Ela escalou o poste rapidamente para demonstrar a técnica adequada, e sabíamos que deveríamos esperar para vê-la, para que explicasse o que fazer. Então, de repente, ela deslizou.
Bam.
A queda aconteceu tão depressa que mal tive tempo de processá-la. Com o coração na garganta, corri até nossa instrutora.
– Natalie? – Fiquei parada olhando para ela, totalmente em pânico. – Você está bem?

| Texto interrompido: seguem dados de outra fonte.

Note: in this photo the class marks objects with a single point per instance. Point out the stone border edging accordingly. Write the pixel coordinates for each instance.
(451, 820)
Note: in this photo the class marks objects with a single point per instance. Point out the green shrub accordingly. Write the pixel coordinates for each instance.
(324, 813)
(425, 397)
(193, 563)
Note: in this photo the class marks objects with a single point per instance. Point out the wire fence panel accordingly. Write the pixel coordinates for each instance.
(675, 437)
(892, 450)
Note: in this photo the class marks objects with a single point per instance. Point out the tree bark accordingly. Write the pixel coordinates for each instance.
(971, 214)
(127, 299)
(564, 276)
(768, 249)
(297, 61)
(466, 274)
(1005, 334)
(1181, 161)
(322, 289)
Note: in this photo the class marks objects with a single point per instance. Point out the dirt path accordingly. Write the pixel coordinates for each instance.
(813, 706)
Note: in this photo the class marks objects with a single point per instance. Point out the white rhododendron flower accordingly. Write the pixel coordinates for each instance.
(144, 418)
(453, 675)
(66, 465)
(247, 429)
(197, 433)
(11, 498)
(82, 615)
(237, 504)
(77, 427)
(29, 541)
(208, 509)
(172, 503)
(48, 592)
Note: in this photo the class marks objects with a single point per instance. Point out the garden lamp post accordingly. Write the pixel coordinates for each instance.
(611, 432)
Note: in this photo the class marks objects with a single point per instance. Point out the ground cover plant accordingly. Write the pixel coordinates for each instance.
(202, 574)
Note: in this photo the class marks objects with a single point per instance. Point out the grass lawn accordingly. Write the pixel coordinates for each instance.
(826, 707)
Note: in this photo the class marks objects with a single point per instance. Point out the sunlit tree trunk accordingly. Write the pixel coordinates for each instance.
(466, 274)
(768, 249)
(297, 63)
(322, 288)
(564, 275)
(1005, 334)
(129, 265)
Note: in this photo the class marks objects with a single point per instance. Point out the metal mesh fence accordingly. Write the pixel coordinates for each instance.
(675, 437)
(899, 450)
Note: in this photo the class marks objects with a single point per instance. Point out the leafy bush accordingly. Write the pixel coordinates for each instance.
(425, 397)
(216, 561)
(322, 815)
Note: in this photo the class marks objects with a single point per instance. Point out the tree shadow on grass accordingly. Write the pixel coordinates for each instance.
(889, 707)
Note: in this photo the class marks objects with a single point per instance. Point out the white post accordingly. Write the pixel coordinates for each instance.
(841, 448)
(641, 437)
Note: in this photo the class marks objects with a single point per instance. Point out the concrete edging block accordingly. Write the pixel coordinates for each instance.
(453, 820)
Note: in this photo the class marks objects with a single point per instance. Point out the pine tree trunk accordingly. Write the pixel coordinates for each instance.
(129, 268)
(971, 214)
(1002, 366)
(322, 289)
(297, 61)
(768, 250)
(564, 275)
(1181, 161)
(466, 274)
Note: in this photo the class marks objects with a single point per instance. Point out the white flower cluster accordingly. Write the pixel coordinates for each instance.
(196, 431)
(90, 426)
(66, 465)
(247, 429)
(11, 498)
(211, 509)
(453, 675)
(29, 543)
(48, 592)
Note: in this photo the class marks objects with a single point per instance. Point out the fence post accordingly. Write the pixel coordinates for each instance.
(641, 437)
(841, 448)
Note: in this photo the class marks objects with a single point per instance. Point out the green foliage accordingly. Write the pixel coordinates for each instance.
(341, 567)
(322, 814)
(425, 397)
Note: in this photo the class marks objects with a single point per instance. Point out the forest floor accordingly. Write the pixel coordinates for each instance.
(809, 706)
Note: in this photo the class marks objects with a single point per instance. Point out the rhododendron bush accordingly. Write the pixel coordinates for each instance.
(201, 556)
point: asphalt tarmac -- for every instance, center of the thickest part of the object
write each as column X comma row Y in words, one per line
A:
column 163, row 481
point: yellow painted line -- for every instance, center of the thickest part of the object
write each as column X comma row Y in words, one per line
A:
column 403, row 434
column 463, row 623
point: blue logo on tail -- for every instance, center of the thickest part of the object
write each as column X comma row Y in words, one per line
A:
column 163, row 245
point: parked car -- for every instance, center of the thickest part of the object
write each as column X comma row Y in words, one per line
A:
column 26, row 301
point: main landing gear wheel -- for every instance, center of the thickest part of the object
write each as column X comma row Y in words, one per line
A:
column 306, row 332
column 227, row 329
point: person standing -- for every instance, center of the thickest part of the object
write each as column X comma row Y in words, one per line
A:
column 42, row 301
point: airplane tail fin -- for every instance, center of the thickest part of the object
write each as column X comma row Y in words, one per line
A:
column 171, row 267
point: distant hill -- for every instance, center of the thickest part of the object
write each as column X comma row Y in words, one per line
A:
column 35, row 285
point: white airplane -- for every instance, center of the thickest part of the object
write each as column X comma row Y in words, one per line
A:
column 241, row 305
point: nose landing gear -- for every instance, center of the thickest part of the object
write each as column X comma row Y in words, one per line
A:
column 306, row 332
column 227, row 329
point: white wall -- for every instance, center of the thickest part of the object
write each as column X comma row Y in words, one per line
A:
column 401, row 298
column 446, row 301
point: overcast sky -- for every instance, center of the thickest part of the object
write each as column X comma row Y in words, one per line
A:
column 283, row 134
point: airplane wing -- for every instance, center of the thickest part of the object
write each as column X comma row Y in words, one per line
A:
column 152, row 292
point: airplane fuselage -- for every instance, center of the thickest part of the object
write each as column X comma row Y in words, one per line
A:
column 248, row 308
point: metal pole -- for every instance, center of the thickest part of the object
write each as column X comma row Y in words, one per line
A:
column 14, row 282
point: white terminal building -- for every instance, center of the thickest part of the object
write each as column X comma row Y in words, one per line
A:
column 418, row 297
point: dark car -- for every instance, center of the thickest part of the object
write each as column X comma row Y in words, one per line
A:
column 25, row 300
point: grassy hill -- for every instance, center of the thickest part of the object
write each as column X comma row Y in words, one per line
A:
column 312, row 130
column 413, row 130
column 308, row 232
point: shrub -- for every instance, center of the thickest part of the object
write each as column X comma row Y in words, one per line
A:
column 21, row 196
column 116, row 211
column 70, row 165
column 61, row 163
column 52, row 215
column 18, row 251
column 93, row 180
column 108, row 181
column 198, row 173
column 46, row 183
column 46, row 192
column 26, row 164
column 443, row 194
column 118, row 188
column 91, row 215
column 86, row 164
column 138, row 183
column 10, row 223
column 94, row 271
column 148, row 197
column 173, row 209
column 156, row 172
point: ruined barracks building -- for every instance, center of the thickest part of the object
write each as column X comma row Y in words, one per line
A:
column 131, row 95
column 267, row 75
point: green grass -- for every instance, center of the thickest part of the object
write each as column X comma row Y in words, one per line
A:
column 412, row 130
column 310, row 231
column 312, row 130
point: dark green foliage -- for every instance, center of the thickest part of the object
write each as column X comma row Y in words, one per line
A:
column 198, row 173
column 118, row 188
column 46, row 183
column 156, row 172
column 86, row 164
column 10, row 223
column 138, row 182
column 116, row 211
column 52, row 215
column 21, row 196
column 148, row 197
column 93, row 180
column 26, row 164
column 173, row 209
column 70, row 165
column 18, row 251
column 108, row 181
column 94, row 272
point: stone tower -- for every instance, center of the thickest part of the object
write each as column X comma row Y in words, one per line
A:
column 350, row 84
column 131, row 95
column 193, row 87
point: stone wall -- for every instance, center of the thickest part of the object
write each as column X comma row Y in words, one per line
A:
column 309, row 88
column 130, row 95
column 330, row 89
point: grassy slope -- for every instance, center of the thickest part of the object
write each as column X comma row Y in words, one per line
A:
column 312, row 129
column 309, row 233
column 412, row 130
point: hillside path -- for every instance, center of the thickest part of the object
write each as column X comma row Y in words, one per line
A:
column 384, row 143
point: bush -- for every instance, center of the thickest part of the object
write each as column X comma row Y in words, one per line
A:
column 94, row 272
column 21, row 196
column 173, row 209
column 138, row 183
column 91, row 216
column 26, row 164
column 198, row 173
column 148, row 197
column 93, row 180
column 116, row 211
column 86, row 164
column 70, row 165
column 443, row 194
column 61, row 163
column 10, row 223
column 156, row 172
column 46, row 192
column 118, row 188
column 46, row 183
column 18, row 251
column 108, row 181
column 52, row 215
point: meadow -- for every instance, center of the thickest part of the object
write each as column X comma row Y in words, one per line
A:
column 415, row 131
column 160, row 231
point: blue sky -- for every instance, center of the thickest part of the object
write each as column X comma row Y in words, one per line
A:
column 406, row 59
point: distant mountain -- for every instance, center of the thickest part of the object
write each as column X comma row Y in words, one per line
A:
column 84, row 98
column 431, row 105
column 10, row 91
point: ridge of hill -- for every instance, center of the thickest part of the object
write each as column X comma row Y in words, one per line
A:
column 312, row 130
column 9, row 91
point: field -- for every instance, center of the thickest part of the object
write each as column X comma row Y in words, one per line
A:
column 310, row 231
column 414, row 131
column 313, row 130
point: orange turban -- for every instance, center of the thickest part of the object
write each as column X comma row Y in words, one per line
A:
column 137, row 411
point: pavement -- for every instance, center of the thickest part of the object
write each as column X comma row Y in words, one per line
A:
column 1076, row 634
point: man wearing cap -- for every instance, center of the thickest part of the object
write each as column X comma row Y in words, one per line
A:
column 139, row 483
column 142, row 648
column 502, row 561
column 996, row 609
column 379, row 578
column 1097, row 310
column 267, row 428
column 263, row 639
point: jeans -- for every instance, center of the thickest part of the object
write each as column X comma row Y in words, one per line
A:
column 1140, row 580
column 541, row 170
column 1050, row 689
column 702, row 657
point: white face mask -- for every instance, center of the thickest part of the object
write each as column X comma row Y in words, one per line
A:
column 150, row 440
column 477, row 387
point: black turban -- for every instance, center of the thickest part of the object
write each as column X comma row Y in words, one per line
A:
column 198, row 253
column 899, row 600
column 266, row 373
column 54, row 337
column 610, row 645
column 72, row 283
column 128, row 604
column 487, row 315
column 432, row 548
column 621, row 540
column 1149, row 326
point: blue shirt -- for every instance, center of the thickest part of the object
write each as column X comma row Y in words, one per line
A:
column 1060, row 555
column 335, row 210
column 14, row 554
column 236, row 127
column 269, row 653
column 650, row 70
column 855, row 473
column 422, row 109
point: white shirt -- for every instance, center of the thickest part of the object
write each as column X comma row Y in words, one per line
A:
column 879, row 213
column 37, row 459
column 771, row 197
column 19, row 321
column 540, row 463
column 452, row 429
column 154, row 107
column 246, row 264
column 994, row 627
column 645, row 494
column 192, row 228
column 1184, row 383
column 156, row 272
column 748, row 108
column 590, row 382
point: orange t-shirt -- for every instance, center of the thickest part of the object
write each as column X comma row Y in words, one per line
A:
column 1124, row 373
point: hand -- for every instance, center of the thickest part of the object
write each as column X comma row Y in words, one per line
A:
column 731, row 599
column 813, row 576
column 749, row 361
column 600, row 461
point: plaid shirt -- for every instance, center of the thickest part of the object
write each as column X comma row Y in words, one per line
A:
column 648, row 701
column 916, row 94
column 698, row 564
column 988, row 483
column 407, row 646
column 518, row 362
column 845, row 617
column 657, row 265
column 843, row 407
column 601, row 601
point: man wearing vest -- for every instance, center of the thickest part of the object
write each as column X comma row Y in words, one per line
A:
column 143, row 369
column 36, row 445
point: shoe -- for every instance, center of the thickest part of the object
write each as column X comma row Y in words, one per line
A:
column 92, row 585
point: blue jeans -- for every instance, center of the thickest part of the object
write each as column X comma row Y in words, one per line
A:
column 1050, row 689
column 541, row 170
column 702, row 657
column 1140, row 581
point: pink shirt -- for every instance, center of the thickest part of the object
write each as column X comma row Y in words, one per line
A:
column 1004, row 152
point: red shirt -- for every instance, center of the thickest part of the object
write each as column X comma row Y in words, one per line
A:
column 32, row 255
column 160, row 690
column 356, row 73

Eu estava pirando ao ver a professora de dança mais ágil, linda e talentosa caída no tapete debaixo do poste, a perna inclinada em um ângulo apavorante. Duas alunas estavam atrás de mim, suas múltiplas imagens refletidas assustadoramente nos espelhos que nos cercavam. A melodia do rap pesado ainda tocava nos alto-falantes, e a música que normalmente me animava agora parecia terrivelmente inadequada.
– Acho que devemos chamar uma ambulância – sugeriu uma das mulheres. Era novata na turma avançada, e eu tinha me esquecido do nome dela, mas ela usava um piercing diferente no nariz a cada vez que a via. Hoje era uma margarida roxa.
– Não – respondeu Natalie finalmente, seu único movimento era o esvoaçar das pálpebras cheias de glitter. – Acho que é apenas uma torção no tornozelo, mas me deixem… Deem-me só um minuto, está bem?
– Uma torção? Seu tornozelo parece estar deslocado – murmurei assim que alguém desligou a música. – Eu estava temendo pelo seu pescoço ou sua cabeça. Você caiu tão depressa que não sei dizer o que aconteceu.
Então, novamente, fui distraída por pensamentos em Joe e por minha saída desajeitada após conhecê-lo. Mas Natalie nunca tinha caído. Ela era como uma deusa no estúdio de dança, seu corpo era tão forte e flexível que ela poderia fazer qualquer coisa. Natalie tinha sido minha primeira professora, desde a época em que fiquei morrendo de medo de experimentar aquela modalidade louca em uma festa de despedida de solteira de uma das mulheres com quem eu trabalhava. Eu nem mesmo tinha querido ir para a festa, mas daí fui arrastada por colegas bem-intencionadas para o estúdio contra minha vontade.
Enquanto as outras mulheres no escritório entraram no espírito da dança sexy, eu fiquei travada. Mas Natalie fez eu me sentir bem-vinda, dando-me uma aulinha particular para que eu não ficasse envergonhada. Ela me incentivou tanto que voltei novamente porque, maravilha das maravilhas, eu meio que era boa em dança. E gostei porque não exigia qualquer tipo de habilidade verbal.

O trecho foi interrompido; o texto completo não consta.